Hearing, lung function, blood testing and other screening may also be required to establish pre-existing health issues or future employment restrictions.

Training, competency and qualifications

Before looking for your next employee, you must determine the necessary skills, training and licences for the job.

These can include externally recognised qualifications, in house, on the job or other methods of assessing the ability of the candidate to perform their role. A training dossier should be evaluated against a training needs analysis or skills matrix to ensure they have the necessary qualifications for the job. If they do not, then a gap analysis and training plan should be developed to identify and close any gaps before they perform work that is outside their skill set.

It would be wise to conduct literacy, language and numeracy assessments. This could identify issues that may need to be considered when appointing the person. The ability to follow procedures, perform safety checks and calculate loads, dimensions or other numerical data might all need adaption to suit barriers in numeracy or literacy levels.

You should also evaluate the candidate’s safety experience. You can do this by asking them a few key questions:

  • Have you been a health and safety representative at a previous workplace?
  • Have you ever attended a health and safety meeting?
  • Have you raised safety improvements or initiatives?

Current residential location

Also worth considering is where your future employee lives. Will this cause any safety issues, particularly around distance of travel, which may lead to fatigue or excessive hours to get to and from work each day?
The question of how they will get to and from the workplace should also be asked. Access and egress is the responsibility of those who manage or control workplaces, so driving, car-pooling, parking, public transport, walking or bicycling to work may also identify safety considerations.

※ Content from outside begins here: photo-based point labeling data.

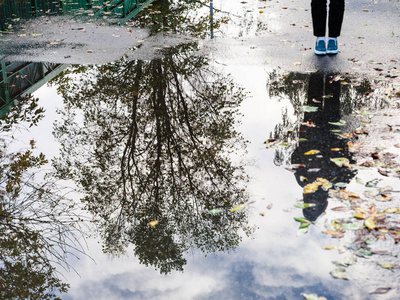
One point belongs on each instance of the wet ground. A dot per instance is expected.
(242, 167)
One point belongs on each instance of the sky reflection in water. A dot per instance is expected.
(273, 263)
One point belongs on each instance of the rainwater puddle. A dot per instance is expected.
(198, 174)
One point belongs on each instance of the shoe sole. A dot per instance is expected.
(320, 52)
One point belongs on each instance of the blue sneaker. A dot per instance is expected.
(332, 47)
(320, 48)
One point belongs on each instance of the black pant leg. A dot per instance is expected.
(318, 13)
(336, 12)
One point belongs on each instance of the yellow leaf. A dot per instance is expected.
(369, 224)
(329, 247)
(153, 223)
(238, 208)
(311, 152)
(392, 210)
(311, 187)
(359, 216)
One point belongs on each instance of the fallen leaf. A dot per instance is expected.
(341, 162)
(328, 247)
(311, 152)
(340, 123)
(340, 273)
(384, 197)
(386, 265)
(369, 223)
(238, 208)
(153, 223)
(382, 290)
(312, 297)
(307, 108)
(341, 208)
(392, 210)
(304, 205)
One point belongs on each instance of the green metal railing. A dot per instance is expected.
(13, 10)
(22, 78)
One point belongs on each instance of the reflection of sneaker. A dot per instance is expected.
(332, 47)
(320, 48)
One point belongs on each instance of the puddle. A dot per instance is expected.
(192, 174)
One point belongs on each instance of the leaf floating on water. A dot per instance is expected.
(311, 152)
(304, 205)
(302, 231)
(311, 188)
(392, 210)
(341, 208)
(329, 247)
(340, 273)
(384, 197)
(307, 108)
(386, 265)
(340, 123)
(352, 226)
(382, 290)
(304, 225)
(238, 208)
(369, 223)
(153, 223)
(341, 161)
(302, 220)
(312, 297)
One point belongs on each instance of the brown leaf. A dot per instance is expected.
(382, 172)
(375, 155)
(341, 208)
(384, 197)
(382, 290)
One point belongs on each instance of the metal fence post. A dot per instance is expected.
(212, 18)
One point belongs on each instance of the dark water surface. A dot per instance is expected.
(176, 177)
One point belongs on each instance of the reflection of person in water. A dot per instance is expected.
(316, 134)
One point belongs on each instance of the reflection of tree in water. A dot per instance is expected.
(355, 93)
(154, 145)
(37, 222)
(316, 134)
(179, 16)
(335, 97)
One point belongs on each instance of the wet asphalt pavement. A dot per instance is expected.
(277, 34)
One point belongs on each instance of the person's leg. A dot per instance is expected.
(318, 13)
(336, 12)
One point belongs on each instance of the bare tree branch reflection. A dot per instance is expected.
(154, 142)
(39, 224)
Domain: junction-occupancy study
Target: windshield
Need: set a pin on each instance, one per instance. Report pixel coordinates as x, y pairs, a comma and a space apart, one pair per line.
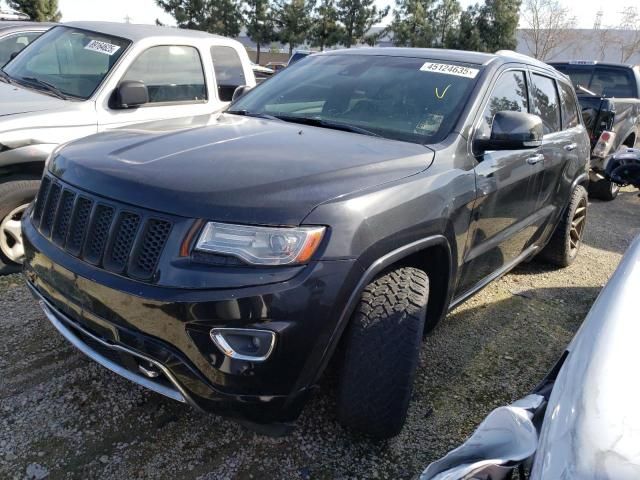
601, 80
399, 98
67, 62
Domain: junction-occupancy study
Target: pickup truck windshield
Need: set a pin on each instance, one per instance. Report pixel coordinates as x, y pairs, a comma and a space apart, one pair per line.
66, 62
400, 98
601, 79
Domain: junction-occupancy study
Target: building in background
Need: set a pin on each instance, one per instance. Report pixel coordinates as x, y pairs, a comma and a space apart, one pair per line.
609, 45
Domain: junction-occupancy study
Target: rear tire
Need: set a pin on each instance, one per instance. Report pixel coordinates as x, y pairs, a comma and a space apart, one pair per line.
15, 196
566, 240
604, 190
381, 353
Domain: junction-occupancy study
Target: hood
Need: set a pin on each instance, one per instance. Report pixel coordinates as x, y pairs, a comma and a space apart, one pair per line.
235, 169
15, 99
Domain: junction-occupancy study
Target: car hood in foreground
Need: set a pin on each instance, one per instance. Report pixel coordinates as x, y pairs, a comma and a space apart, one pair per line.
233, 168
591, 427
15, 99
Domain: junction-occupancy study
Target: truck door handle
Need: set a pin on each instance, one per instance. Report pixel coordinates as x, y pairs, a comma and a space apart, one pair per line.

You are responsible for the health and safety of your workers. This primary duty of care is non-negotiable and essential to ensure their personal health, safety and wellbeing. Good planning will ensure a better result.

Thorough evaluation prior to employment is critical from a number of angles. It is not done to restrict employment opportunities; but to allow both employers and employees to develop a structured approach to getting the right person in the right job, and performing it safely.